Home Study update: completed for the purpose of keeping the original study current. Often the dynamics in a family change over a year so your agency will want to ensure no dramatic changes have happened.

Institutionalization: the placement of children in hospitals, institutions or orphanages. Institution placements during early critical developmental periods and for lengthy period of time is often associated with developmental delays due to environmental deprivation, poor staff-child ratios or lack of early stimulation.

Intercountry Adoption: The adoption of a child who is a citizen of one country by adoptive parents who are citizens of a different country.

Legalization: the process of certifying a document so that it will be recognized by the legal system of a foreign country. This process applies to countries who opted not to participate in the Hague Convention of 1961. For documents within inter-country adoption this means they would be sent to the Foreign Affairs office in Ottawa, Ontario, Canada and verify signatures/notary stamps on documents.

Loss: A feeling of emotional deprivation that is experienced at some point in time. For a birth parent the initial loss will usually be felt at or subsequent to the placement of the child. Adoptive parents who are infertile feel a loss in their inability to bear a child. An adopted child may feel a sense of loss at various points in time; the first time the child realizes he is adopted may invoke a strong sense of loss regarding his/her birth family.

Orphan: (as related to International adoption) as related for immigration purposes, a child under the age of sixteen years whose parents have dies, or has been abandoned or otherwise separated from both parents or whose sole surviving parent is impoverished by local standards and incapable of providing that child with proper care and who has, in writing, irrevocably released the child for emigration and adoption.
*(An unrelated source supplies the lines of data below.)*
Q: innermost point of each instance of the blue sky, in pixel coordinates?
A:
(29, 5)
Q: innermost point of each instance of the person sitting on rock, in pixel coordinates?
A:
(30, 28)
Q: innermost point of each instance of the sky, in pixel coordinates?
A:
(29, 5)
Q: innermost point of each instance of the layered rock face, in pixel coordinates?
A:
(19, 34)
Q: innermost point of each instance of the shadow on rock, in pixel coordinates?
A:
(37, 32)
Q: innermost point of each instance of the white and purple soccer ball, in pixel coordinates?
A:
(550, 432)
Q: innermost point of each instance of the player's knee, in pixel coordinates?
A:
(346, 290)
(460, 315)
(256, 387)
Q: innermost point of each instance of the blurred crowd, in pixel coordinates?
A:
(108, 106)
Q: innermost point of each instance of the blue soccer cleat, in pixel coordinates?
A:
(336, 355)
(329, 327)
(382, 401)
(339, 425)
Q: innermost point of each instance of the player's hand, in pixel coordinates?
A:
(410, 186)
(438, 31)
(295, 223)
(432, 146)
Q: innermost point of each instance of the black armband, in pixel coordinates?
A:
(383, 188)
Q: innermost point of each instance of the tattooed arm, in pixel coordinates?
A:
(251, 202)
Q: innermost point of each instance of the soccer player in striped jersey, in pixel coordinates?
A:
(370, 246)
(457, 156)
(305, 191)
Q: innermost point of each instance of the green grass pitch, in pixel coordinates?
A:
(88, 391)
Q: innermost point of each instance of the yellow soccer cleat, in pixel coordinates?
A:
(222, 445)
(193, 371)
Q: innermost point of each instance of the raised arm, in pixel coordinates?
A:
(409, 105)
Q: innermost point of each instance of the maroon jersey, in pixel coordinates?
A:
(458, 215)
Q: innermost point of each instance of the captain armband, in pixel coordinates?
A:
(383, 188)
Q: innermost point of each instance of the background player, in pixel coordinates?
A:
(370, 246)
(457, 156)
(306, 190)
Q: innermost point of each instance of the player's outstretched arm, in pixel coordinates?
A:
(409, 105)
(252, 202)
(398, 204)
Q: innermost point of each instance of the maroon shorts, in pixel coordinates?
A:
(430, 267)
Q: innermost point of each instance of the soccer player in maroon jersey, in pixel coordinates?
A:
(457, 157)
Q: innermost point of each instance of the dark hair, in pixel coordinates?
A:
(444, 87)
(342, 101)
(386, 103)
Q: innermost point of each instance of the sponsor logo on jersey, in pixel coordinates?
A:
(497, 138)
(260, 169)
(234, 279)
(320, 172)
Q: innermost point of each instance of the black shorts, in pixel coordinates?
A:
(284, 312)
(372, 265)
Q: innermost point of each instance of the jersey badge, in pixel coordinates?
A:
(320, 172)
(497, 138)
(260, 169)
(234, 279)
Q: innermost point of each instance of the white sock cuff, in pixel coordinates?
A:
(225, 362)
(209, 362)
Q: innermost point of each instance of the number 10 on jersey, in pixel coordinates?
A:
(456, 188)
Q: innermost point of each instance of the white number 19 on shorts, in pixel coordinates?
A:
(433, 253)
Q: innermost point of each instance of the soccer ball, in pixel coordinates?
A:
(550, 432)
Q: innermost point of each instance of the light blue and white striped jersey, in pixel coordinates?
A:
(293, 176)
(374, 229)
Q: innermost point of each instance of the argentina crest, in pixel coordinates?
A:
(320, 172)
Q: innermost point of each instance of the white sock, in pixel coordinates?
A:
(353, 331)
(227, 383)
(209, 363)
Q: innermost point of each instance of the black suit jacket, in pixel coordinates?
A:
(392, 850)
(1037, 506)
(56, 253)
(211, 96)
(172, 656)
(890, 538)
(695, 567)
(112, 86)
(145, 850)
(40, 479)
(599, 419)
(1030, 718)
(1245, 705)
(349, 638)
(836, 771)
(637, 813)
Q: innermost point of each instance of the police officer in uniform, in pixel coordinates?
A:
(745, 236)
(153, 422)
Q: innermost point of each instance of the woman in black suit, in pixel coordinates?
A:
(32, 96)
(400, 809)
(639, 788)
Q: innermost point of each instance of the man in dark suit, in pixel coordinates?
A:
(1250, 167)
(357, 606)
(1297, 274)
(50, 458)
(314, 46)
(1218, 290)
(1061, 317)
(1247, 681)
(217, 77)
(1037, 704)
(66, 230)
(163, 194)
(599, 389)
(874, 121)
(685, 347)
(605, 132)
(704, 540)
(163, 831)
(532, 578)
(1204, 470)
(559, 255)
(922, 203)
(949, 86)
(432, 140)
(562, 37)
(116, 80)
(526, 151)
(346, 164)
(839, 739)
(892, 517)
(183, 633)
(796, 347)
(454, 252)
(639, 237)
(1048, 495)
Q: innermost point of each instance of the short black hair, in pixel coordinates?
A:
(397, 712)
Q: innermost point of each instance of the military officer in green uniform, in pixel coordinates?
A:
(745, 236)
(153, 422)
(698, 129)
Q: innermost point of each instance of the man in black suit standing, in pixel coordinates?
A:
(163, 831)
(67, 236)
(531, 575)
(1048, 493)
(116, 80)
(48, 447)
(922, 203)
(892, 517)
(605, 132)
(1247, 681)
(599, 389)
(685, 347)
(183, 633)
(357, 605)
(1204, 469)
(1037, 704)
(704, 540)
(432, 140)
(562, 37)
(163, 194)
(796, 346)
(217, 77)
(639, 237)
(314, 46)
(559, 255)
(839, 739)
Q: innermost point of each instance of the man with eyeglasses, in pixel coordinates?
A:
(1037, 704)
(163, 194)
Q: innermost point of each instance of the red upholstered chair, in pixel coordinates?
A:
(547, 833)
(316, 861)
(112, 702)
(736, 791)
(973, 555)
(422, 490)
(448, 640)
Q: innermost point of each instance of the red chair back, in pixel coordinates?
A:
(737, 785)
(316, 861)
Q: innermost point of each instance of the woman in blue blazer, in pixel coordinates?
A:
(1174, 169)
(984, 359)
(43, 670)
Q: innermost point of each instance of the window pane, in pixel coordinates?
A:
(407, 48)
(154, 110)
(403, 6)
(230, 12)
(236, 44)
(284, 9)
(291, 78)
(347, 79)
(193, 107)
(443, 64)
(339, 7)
Placement: This term is used to describe the point in time when a child comes to live in an adoptive parents home.

Post Placement Reports: A post adoption process where reports are provided back to the Childs country of origin for a period of time. Completed by a social worker in the beginning, these are usually completed by the family for a period of years. Written reports and accompanying photographs are the basis for each report.

Relinquishment: Voluntary termination of parental rights, sometimes referred to as surrender or as making an adoption plan for one's child.